Hanna 2d
I spend my days staring at empty faces I used to recognise.
I’m dead until the night breathes me back alive.
I waste the darkness chasing artificial love and highs.
Because in the black, no one sees you cry.
But I always die when the morning is nigh.

sigh

There are never any stars in sight.
Hanna 7d
She felt shattered.
Like a glass that had fallen from a height,
she was in pieces.
She was thinking it over, trying to piece back together her smashed self, trying to reassure herself

but she just kept slicing her fingers on the shards.
Hanna Jul 11
It is late at night when you crawl into my thoughts.
You weave yourself into the branches of my brain until I can’t tell flower from thorn.
Often, thoughts of you are both.

I swear your silhouette stands by my bed.
I almost reach out; a pale hand,
shivering and glowing in the pitch black.
Outstretched palm turns to clenched fist.

What kind of suffering is this?
An eternal wakefulness;
you cast your curses well.
For thoughts of your sweeping face is better than dreaming of it.
Can’t sleep.
Hanna Jun 27
In two different rooms,
we might as well be in two different countries,
two different dimensions.

The air that resides between our bodies is the only thing keeping me breathing
after my throat starts burning.

A reluctant ceasefire with our fingers resting on triggers, desperate to twitch into action.

I want to watch you bleed out.
A halo of crimson, angel of destruction.
Then I’ll truly be the monster you think I am.
Hanna Jun 25
Loss is a very real thing,
almost tangible.
A figure, dark silhouette, in the waking hours of dawn, sleep still clouding your vision.
It stands at the foot of your bed,
uninvited.
An intruder, not wanted, but not unexpected.
It invokes anger, grief until it consumes you.
For once, it is good to feel something other than empty.

Why?
[did you leave me]

The lack of purpose behind the absence stings like blood eternally drawn from vein, losing a part of your essence with every beat.
You wrap your hands around its throat, feeling its cool smooth skin, and squeeze.
You try to make it understand the shattering, the waiting, the despair.
But it is just an apparition, vanishing before your eyes,
leaving a sour taste in your mouth that promises of next time.
Hanna Jun 10
I always thought that violence was physical, brutal, obvious.
I thought that violence was carmine washed down the sink in the dead of night.
I thought violence was sharp and hard and damning.

Not when it comes to you.

Your violence is subtle, lurking behind soft blue skies and the warm glow of sun.
Your violence is an inflection of words that makes me flinch more than a raised fist.
Your violence is comprised of memories and reminders and blame.
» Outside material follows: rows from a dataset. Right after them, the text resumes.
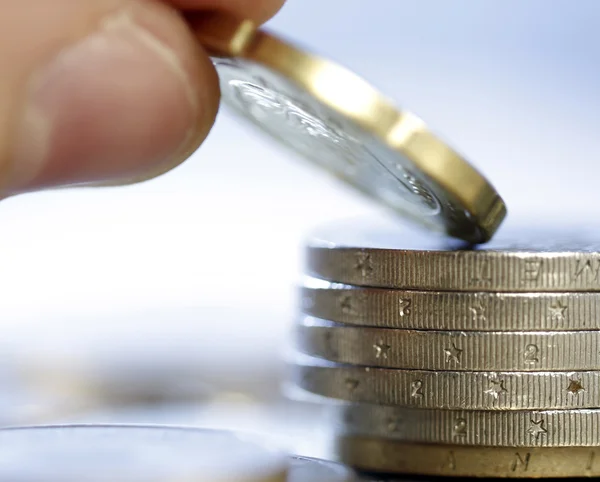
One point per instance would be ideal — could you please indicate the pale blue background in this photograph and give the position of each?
(513, 84)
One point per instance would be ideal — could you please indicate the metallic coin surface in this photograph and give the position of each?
(307, 469)
(97, 453)
(449, 350)
(446, 310)
(549, 428)
(384, 455)
(377, 253)
(339, 122)
(449, 389)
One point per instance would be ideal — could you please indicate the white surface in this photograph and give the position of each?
(514, 85)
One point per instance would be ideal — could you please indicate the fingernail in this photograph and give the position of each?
(114, 104)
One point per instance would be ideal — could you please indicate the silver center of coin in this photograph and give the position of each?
(299, 120)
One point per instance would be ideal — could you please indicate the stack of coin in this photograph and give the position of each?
(451, 359)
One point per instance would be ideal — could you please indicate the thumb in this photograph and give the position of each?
(99, 91)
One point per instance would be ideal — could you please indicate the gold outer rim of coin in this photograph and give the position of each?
(528, 428)
(480, 271)
(381, 455)
(451, 310)
(402, 131)
(473, 351)
(447, 389)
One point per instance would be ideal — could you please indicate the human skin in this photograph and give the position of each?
(104, 91)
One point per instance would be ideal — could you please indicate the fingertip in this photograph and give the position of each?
(128, 101)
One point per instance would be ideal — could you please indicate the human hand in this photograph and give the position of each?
(104, 91)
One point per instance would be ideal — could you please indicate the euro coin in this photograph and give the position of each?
(448, 389)
(377, 253)
(450, 310)
(522, 428)
(339, 122)
(449, 350)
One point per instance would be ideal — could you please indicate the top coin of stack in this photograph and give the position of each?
(444, 350)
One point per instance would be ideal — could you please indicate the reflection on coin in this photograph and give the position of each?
(549, 428)
(306, 469)
(339, 122)
(376, 253)
(72, 453)
(447, 310)
(449, 389)
(392, 456)
(449, 350)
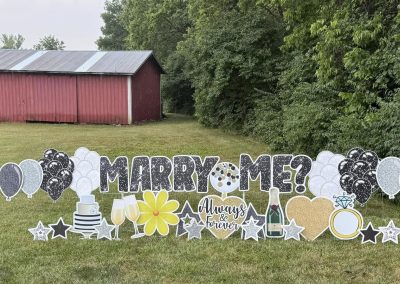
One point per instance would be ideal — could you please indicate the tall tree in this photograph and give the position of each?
(49, 42)
(11, 41)
(114, 32)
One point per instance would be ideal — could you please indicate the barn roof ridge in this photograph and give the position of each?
(124, 62)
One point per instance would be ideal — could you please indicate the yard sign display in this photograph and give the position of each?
(337, 182)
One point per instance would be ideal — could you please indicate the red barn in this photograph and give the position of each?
(110, 87)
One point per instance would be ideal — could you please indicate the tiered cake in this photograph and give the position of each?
(87, 215)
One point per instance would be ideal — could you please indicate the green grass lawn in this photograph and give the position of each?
(169, 259)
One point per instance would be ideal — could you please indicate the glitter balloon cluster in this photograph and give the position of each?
(57, 172)
(358, 174)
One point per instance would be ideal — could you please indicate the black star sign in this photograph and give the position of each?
(369, 234)
(60, 229)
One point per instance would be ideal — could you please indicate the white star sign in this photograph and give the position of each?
(390, 233)
(40, 233)
(251, 230)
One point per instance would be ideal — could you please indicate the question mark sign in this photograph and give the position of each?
(302, 164)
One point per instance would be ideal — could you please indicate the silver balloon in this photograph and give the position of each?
(32, 176)
(387, 176)
(10, 180)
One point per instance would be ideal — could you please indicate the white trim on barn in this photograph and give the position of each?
(28, 60)
(129, 100)
(91, 61)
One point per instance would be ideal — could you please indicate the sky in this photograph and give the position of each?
(76, 22)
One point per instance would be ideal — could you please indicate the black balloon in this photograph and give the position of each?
(66, 177)
(370, 176)
(345, 166)
(54, 167)
(43, 163)
(346, 182)
(71, 166)
(371, 158)
(360, 168)
(46, 177)
(57, 172)
(49, 154)
(55, 187)
(62, 158)
(355, 153)
(362, 189)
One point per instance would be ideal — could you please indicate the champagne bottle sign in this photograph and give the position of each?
(274, 218)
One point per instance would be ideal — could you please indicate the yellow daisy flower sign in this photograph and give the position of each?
(156, 212)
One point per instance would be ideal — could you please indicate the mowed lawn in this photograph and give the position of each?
(169, 259)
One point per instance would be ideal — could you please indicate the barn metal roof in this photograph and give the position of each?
(84, 62)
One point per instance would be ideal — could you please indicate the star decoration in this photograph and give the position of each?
(104, 230)
(292, 231)
(194, 230)
(390, 233)
(251, 230)
(259, 220)
(60, 229)
(187, 212)
(40, 232)
(369, 234)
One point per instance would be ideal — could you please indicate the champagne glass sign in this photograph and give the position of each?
(118, 215)
(132, 213)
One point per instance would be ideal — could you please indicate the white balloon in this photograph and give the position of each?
(94, 176)
(81, 152)
(324, 157)
(84, 186)
(315, 184)
(329, 172)
(75, 160)
(336, 159)
(84, 167)
(75, 177)
(336, 180)
(94, 159)
(387, 176)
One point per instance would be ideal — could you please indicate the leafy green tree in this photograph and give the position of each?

You don’t wield a sword, you wield your heart.
And somehow, it hurts so much more.
Hanna Jun 9
I haven’t tidied in a while.

Clothes coat my floor in a strategic mayhem; makeup rocks on its side, contents slowly seeping out.
Medication lays scattered, dots of colour in the ocean of obsidian.

I think I see you in the madness.
Your essence.
One of the last places you breathed in.

Maybe I think that when I clear away the buried floor, I will find you beneath the fabric.